If he's a creep like I suspect, he probably doesn't remember. I'd ignore the "friend" request.

Tue Jan 13, 11:07:00 AM EST  
Blogger loren said...

Just a short story:

I am also on FB and had a girl who had been basically my arch-nemesis for several years friend me. She and I really get along pretty well now that we're quite a bit older (about 18 years older-ish).

So it might not be all bad. We don't talk about old times, but we do talk about everything else.

Oh yeah, and it would give you an opportunity to snoop and see that he turned into nothing special and make yourself feel good because not only did you not end up with him, you ended up becoming a KQ (Kielbasa Queen). You rock!

Tue Jan 13, 11:28:00 AM EST  
Anonymous Anonymous said...

Fauvie...there's not a reason in this world why you should acknowledge his existence... unless you want to purge demons. It might be a great way to pull out that fork that he somehow managed to stick in your craw.

Besides you can always delete him right?

p.s..damn!!!

Tue Jan 13, 01:37:00 PM EST  
Blogger supahmommy- somethin's wrong with that girl said...

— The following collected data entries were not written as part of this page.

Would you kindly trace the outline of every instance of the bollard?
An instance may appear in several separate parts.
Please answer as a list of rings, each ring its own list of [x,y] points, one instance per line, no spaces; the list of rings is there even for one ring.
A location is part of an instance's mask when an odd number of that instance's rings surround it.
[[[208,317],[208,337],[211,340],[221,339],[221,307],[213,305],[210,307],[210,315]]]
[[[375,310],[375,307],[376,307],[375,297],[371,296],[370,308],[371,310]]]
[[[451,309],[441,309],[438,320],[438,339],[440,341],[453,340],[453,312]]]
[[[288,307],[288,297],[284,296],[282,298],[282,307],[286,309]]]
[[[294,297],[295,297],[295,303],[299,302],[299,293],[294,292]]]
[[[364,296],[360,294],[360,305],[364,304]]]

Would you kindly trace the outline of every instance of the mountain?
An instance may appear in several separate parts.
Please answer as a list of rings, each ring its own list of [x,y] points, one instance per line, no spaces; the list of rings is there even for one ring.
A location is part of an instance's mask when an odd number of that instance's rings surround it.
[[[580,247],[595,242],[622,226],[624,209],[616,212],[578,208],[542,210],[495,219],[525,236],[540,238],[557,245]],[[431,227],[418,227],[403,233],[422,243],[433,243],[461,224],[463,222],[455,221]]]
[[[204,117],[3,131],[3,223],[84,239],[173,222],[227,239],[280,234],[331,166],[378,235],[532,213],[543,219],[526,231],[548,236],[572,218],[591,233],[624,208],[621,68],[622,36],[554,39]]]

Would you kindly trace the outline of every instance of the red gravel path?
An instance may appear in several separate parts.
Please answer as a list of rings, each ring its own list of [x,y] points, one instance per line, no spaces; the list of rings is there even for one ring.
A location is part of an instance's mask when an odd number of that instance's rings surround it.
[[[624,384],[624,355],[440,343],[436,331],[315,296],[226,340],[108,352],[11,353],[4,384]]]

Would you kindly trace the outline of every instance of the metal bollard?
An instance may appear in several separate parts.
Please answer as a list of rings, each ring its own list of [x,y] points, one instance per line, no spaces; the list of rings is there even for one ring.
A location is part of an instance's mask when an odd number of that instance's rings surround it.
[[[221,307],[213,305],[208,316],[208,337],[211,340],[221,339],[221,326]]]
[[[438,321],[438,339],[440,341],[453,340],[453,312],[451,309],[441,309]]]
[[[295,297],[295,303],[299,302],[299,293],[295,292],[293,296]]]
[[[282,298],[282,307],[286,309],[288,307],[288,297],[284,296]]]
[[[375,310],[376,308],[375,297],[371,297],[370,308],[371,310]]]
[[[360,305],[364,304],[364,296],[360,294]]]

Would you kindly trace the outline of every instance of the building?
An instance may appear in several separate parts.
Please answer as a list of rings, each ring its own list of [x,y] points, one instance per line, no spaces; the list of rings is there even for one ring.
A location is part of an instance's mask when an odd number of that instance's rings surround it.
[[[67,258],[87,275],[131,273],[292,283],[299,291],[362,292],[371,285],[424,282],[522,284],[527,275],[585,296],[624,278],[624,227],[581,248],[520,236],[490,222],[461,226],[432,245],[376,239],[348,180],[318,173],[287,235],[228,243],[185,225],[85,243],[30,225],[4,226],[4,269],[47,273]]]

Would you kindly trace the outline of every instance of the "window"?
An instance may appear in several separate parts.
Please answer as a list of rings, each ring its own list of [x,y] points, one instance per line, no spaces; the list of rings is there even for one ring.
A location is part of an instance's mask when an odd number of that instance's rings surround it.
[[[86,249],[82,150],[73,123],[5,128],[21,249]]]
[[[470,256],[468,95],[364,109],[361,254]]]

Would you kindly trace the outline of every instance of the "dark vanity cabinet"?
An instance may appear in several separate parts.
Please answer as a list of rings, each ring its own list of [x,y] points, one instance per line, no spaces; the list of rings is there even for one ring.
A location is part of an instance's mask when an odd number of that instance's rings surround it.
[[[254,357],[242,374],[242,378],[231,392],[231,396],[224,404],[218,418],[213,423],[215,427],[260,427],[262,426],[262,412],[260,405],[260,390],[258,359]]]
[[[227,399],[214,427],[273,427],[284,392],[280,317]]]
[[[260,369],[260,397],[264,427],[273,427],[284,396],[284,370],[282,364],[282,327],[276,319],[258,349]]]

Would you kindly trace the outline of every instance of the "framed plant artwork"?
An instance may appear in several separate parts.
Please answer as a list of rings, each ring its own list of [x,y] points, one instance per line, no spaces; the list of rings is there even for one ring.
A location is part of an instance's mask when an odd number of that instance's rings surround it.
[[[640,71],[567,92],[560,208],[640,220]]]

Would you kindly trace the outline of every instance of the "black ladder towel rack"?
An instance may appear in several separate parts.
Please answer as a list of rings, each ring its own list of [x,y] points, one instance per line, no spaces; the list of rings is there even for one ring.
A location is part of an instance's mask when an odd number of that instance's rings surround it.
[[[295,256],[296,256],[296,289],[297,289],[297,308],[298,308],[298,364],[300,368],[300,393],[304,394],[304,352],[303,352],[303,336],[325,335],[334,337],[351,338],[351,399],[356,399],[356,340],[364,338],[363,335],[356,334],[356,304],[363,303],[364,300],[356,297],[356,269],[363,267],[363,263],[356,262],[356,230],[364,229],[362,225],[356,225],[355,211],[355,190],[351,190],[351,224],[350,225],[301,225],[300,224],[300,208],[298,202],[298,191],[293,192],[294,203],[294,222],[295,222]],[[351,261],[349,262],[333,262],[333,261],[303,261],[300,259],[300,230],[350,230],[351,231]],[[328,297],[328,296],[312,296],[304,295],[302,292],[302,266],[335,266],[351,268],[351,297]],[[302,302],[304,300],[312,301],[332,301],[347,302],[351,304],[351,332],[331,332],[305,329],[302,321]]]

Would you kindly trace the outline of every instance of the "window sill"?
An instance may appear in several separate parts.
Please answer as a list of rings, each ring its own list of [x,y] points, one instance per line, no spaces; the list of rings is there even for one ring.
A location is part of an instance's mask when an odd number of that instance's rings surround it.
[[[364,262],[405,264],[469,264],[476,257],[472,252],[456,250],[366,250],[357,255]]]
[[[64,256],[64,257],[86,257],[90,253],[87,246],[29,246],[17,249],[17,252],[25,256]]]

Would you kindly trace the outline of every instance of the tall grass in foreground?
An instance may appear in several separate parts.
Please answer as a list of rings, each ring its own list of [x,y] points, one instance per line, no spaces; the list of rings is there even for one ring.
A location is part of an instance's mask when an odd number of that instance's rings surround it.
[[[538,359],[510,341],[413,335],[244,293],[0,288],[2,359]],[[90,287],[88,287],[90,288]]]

Ok.. I've only read down to A: and I'm already pissing my pregnant pants.


So very much looking forward to some more...

ANd I dont' even care what you reasoned next... HIT YES. VFB needs to know about your skillz learned over the years. Inferred or not!!! YOu must!

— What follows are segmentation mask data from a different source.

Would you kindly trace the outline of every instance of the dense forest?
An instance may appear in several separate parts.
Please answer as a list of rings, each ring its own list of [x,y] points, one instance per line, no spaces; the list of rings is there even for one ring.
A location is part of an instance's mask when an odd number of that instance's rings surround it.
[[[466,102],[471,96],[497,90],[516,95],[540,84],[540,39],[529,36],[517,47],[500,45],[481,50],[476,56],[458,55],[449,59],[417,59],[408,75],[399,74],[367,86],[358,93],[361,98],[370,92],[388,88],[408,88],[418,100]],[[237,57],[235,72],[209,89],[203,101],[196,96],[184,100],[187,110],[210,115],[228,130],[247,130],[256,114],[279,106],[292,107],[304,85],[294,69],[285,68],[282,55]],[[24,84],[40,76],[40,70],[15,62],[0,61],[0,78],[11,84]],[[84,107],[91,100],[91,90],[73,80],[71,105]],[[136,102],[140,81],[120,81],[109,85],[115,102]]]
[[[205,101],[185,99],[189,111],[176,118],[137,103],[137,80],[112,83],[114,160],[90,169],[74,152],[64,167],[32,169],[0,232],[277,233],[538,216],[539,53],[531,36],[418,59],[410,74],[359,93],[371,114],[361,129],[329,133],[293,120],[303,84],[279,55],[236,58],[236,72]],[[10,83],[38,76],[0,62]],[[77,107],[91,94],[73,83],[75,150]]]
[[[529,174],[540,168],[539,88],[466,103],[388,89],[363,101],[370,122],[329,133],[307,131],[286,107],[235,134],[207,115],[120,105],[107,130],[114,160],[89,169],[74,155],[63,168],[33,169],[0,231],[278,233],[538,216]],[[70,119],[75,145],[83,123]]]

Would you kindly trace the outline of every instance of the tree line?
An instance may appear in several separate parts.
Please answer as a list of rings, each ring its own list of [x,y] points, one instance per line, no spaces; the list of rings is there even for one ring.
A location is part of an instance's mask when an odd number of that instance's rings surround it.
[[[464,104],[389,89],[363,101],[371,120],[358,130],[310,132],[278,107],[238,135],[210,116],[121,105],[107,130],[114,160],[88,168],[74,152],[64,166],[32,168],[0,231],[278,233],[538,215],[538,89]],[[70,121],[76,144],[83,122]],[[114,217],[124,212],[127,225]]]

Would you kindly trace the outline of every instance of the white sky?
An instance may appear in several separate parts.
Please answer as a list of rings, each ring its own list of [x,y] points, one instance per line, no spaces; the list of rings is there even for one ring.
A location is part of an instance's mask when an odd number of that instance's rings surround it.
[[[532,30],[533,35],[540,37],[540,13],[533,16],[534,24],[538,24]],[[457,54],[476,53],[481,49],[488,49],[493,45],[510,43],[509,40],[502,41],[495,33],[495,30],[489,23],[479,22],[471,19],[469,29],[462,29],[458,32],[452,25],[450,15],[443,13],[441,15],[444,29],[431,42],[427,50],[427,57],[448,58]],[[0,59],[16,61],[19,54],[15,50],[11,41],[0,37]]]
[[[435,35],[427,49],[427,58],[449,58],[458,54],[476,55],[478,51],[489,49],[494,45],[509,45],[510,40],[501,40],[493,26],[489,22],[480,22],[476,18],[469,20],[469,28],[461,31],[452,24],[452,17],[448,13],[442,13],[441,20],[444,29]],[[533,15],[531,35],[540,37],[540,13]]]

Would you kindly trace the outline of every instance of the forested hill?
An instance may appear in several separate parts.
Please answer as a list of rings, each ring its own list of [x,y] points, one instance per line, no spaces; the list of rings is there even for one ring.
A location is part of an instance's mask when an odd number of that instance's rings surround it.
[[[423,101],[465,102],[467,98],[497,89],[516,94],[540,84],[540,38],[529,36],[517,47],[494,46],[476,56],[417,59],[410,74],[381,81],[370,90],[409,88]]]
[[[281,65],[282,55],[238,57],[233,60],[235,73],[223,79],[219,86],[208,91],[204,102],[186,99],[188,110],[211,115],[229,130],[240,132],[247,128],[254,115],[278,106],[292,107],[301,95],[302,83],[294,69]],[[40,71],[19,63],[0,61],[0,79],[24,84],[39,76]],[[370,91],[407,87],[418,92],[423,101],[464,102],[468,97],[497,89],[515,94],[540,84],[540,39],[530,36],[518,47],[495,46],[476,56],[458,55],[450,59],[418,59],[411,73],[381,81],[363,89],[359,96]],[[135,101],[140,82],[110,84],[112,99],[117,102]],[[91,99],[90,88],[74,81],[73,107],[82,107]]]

Tue Jan 13, 01:55:00 PM EST  
Blogger Shelly said...

Y'know, I've had very similar things happen to me on FB. Why do people who weren't my friend in high school/ college/ real life feel the need to friend me on FB? Just because they recognize my name? Totally weird phenomena.

Tue Jan 13, 02:02:00 PM EST  
Blogger Lisa said...

Since he friended you, you can take a look around his profile and wall and such....get a feeling what he is like now. He'll never know and you can decide what you want to do from there. I'm on the fence about you friending him back. He was a big ass to you way back when but then isn't most males at that age. I know my first boyfriend was.

Tue Jan 13, 05:45:00 PM EST  
Anonymous Anonymous said...

Ignore him. That'll make him squirm more.